Managing organizations’ networks and their security should go hand-in-hand, but, as reflected in the survey, there’s no clear ownership of public cloud security. Responsibility is scattered across SecOps, NOCs and DevOps, and these teams don’t consistently collaborate in a way that aligns with business interests. We know from experience that this siloed approach hurts security, so what should businesses do about it? How can they bridge the gap between NetOps and SecOps to keep their network assets secure and prevent missteps?
Building a Case for NetSecOps
Today’s digital infrastructure demands the collaboration – perhaps even the convergence – of NetOps and SecOps to achieve maximum security and productivity. While the majority of businesses do have open communication channels between the two departments, there is still a large proportion of network and security teams working in isolation. This creates unnecessary friction, which can be problematic for services-based businesses that are trying to deliver the best possible end user experience.
The reality is that NetOps and SecOps share several commonalities. They are both responsible for critical aspects of a business and have to navigate constantly evolving environments, often under extremely restrictive conditions. Agility is particularly important for security teams to keep pace with emerging technologies, yet deployments are often stalled or abandoned at the implementation phase due to misconfigurations or poor execution. As enterprises continue to deploy software-defined networks and public cloud architecture, security has become even more important to the network team, which is why this convergence needs to happen sooner rather than later.
We somehow need to insert the network security element into the NetOps pipeline and seamlessly make it just another step in the process. If we could automatically check whether network connectivity is already enabled as part of the pre-delivery testing phase, that could, at least, save us the heartache of deploying something that won’t work. And then, if we do need to open new ports, an automated process that could also raise a change request would save even more time. Better yet, if it’s one of those “make this like that” changes, the change could be automatically implemented on the firewalls – in minutes, not weeks.

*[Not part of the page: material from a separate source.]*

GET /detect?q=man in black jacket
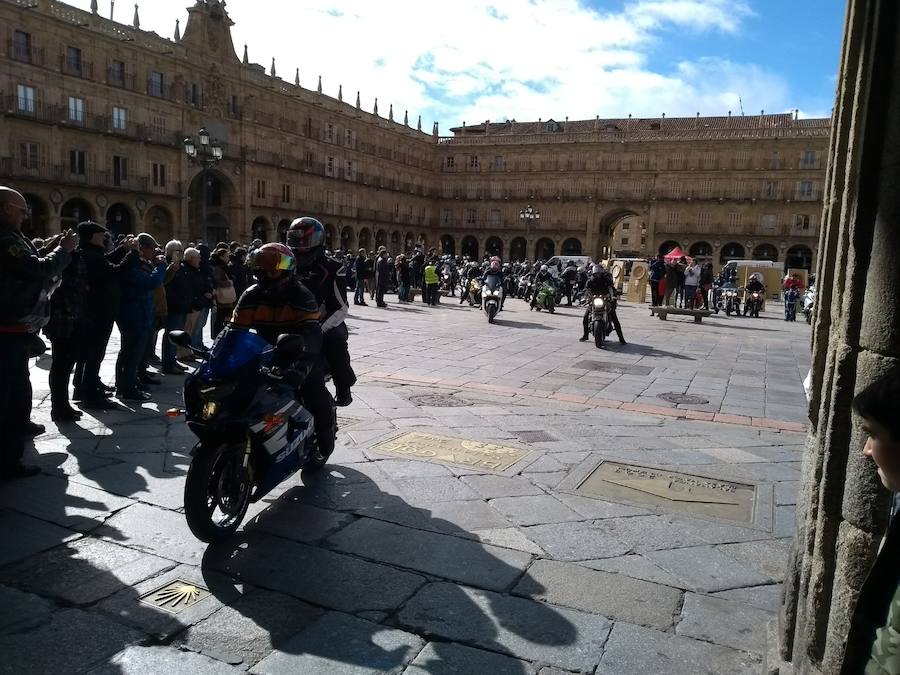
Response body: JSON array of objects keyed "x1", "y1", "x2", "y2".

With NetSecOps, application developers can get creative without worrying about security slowing them down, and network security teams can sleep soundly, knowing that risk and compliance checks are built in to the continuous delivery process with a full audit trail, so they can even get time back to do some fun stuff.
If we could do all this with only the rare cases of new connectivity requiring approval by security, the NetSecOps dream could become a reality, allowing fast, high-quality delivery. With NetOps and SecOps working together, organizations can establish a collective approach to network management and security, offering equal opportunity for both teams to present and prioritize issues and agree on the fundamental rules from the start; a match made in heaven.